Over the years, we saw Jerry Seinfeld, George Costanza, Elaine Benes, and Cosmo Kramer going to lots of movies, attending baseball and football games, and watching a lot of TV, but we rarely saw them attend a concert (other than the opera) or listen to music. In the many scenes set in cars, the radio was almost never on. Nevertheless, there were a few intersections between Seinfeld and popular music.
The first recognizable hit song used on Seinfeld, as far as I know, was “Wouldn’t It Be Nice” by the Beach Boys, in the Season 5 episode “The Hamptons.” But that was a rarity. It wasn’t until the eighth and ninth seasons that the show began to use popular songs frequently. In the Season 8 episode “The Checks,” Elaine’s boyfriend is obsessed with “Desperado” by the Eagles. She decides to find another song that can belong to both of them. Her suggestion, “Witchy Woman,” is rejected. One of Elaine’s most famous moments on the show also occurs in Season 8—her itchy dance to Earth Wind & Fire’s “Shining Star” in “The Little Kicks.” In “The Bizarro Jerry,” Kramer finds himself accidentally working in an office, and he’s seen going to work in a montage set to Sheena Easton’s “Morning Train (9 to 5).” A great George moment from Season 8 involves his use of the theme from the TV show The Greatest American Hero (which was a #2 single for Joey Scarbury in 1981) as his answering machine message, in “The Susie.”
In the ninth and final season, “Morning Train” appears again in “The Butter Shave,” when George goes to work. Also in Season 9, Foghat’s “Slow Ride” is heard as Elaine folds laundry in the episode “The Slicer,” and “Mexican Radio” by Wall of Voodoo is briefly, oddly used in “The Reverse Peephole.” In the same episode, Jerry describes his performance handling music at a friend’s party by saying, “I got jiggy with it”—a reference to a Will Smith song.
Fifteen years ago tonight, on May 14, 1998, the last episode of Seinfeld aired on NBC. On the night of the finale, in the clip show that aired before the last episode, Michael Jackson’s “Don’t Stop ‘Til You Get Enough” was used for a montage. At the very end of the clip show, another montage, of backstage moments this time, was set to Green Day’s “The Time of Your Life.” It seemed back then like a surprisingly sentimental choice for a notoriously unsentimental show. Or maybe not. The full title of the Green Day song is “Good Riddance (The Time of Your Life).” Maybe Seinfeld was getting one last laugh—at the expense of viewers such as I.
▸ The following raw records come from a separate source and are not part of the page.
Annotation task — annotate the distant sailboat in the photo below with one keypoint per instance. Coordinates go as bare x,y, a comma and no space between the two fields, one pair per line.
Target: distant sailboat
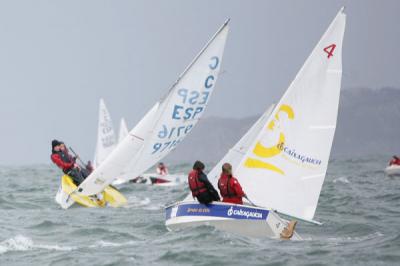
167,123
106,139
123,130
284,167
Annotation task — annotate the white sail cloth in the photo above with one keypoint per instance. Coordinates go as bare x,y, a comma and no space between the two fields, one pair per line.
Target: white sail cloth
123,130
167,123
285,167
106,140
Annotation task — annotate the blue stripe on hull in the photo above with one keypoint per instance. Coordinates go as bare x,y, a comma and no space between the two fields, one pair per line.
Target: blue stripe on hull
224,211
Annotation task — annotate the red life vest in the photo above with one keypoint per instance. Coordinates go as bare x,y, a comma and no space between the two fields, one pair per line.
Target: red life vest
230,189
394,162
196,186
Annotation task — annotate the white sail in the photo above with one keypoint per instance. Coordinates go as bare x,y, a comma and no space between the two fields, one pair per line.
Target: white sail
123,130
286,165
106,140
236,153
167,124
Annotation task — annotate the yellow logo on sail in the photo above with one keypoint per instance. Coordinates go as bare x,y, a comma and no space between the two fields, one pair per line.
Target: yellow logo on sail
267,152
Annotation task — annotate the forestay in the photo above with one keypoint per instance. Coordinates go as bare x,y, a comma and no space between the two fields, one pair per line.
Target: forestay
167,123
106,140
123,130
286,165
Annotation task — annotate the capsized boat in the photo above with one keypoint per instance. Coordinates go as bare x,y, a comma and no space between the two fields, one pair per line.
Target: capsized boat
66,198
282,160
167,123
392,170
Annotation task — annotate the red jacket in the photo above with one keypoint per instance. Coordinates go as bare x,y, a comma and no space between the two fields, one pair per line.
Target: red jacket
64,162
394,162
230,189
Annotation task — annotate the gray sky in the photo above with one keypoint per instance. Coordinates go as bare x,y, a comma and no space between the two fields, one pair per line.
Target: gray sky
57,58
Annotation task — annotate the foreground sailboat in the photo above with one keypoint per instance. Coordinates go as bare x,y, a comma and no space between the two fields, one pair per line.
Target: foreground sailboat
166,124
281,162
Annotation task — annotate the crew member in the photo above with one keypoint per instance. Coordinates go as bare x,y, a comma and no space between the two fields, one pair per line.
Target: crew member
61,157
229,186
395,160
201,188
162,169
89,167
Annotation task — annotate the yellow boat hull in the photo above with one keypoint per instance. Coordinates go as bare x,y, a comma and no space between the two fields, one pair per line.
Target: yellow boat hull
111,196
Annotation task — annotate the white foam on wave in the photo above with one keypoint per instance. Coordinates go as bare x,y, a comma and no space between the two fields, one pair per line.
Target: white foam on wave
102,243
341,179
357,238
23,243
142,202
(From my WNEW.com archives, slightly edited.)
Oh, you mean wich-ay woman….
Also in the first season, George & Jerry are trying to come up with a code word in case George gets caught switching answering machine tapes. They settle on Lemon Tree which Jerry immediately questions. And then they begin to sing a few bars of the Trini Lopez hit, completely and gloriously out of date. A joke lost in 1990, let alone any year following it.
saw that “Lemon Tree” show just last night, didn’t ring true, thought it to be writers trying to be a little too clever.
That Green Day song now shows up at every graduation and it’s completely misunderstood, like Christians embracing “Spirit in the Sky,” in actuality a song by a Jew mocking Christianity.
And didn’t Joey Scarbury sound a lot like Glen Campbell?
…like hearing Every Breath You Take as a bride & groom dance at their wedding
What about when George gets his used lebaron, “everybody’s talkin’ at me. I can’t hear a word they’re sayin’, drivin’ around in Jon Voight’s car…”
Just had to post about the episode that George is told to go “Downtown” to find the answers for a project he is working on. The scene where he and Jerry kinda recite the lyrics is hilarious.